Bessie Berry, prominent figure in Chemung County.
Photo courtesy of Chemung County Historical Society
Bessie Berry, prominent civic and community leader in Chemung County.

“Bessie Berry was a champion,” said Georgia Verdier, president of the Elmira-Corning chapter of the NAACP. “She was not afraid to follow her dreams, whatever she determined she wanted to do, regardless of circumstances.”

Berry was Verdier’s predecessor at the NAACP and mentored Verdier to take over as president.

The recommendation to rename the bridge was introduced to the Elmira City Council earlier this year. In March, the city council unanimously approved a resolution (Resolution No. 2024-91) for the project (7-0).

James Hare is a former mayor of Elmira, colleague and good friend to Allen. He came up with the idea to rename the bridge.

Hare, along with the backing of community leaders Verdier, Holly Strickland and Jeff Aaron, formed a committee to work with the city and produce the Juneteenth ceremonies and plaque to adorn the bridge.

Verdier said the process began several years ago with a phone call from Hare. The plaque design shares a few of Allen's and Berry's most distinctive accomplishments, though she said their lists are much longer.

“We started building and meeting weekly to plan this ceremony for today and to pull some bullets out of their lives, some meaningful bullets, because that's too much to put on a plaque like that,” said Verdier. “But we thought we would get about four or five for each one, and then maybe people who are looking at that plaque would want to know more about these two individuals.”

Photo courtesy of Chemung County Historical Society
A'Don Allen, prominent civic and community leader in Chemung County.

Allen’s civic and community leadership achievements included: first African American appointed to the Elmira Civil Service Commission (1966); first African American member elected to the Chemung County Board of Supervisors, now known as the Chemung County Legislature (1969); first African American elected to the Elmira City Council (1977); and appointed deputy mayor (1988).

Some of the community and civic roles achieved by Berry included: first African American elected to the Elmira City School Board (1966); first African American appointed social worker and probation officer in Chemung County (1967); and first African American appointed corrections counselor for the Elmira Correctional Facility (1981).

Berry’s son, Ted Berry, who spoke at the event, said his mother was a doer and did not get caught up in the pomp and circumstance involved in the ceremony of events. He said she believed in the consequences and results of her efforts and attributed her success to her southern roots. Berry was born and raised in Memphis, Tennessee.

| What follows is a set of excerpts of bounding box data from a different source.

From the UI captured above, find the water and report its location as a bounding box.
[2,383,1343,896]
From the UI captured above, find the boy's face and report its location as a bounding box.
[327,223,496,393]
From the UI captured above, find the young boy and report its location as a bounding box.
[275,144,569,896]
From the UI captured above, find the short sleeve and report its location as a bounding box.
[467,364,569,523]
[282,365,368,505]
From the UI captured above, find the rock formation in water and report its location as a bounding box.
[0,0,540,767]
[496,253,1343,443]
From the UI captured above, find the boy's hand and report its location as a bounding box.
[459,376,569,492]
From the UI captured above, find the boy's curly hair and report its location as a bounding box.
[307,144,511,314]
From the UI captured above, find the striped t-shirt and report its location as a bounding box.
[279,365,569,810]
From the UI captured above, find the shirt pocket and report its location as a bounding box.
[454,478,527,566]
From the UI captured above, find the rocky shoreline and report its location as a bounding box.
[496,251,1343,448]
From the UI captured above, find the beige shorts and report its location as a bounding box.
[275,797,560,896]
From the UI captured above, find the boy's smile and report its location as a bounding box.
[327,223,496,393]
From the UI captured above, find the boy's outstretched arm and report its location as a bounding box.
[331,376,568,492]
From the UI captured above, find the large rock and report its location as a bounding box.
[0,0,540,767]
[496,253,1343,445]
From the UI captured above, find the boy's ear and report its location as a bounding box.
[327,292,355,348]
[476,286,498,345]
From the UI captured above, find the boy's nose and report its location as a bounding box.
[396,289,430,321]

The city closed the road to traffic and members of both families walked across the bridge to the pavilion at the foot of the bridge (and across from Brand Park) for the event.

James Hare, the bridge renaming committee and some members of the Catholic Social Ministry Solidarity Committee from the Most Holy Name of Jesus Parish in Elmira, joined the families for the bridge crossing.

“The dedication brought people together like A'Don and Bessie tried to do,” said Hare. “I was impressed by the number of people, and a diverse number, who came out on a very hot day to be a part of the event.”

Allen’s grandson, A’Don Allen III said his grandfather would have appreciated the ceremony.

“He was pretty quiet, he would have enjoyed it, and he would have respected it, because that's what he did,” said Allen. “But he didn't do things so that he could get accolades. I think he did things because he wanted to do the right thing, and the right thing in his mind was to make sure that he left the second district in better shape than it was when he moved there.”

Allen III said Hare was one of his grandfather’s best friends and the bridge renaming was especially important to see through.

“He, as a historian himself, understands the legacy of my grandfather and Mrs. Berry, and for him, this is now a space where they'll never be forgotten.”

City councilmember for the second district, Rev. Corey Cooke, was the emcee for the event.

The plaques bearing some of the major milestones and accomplishments made by Allen and Berry will be installed on both sides of the bridge later this summer.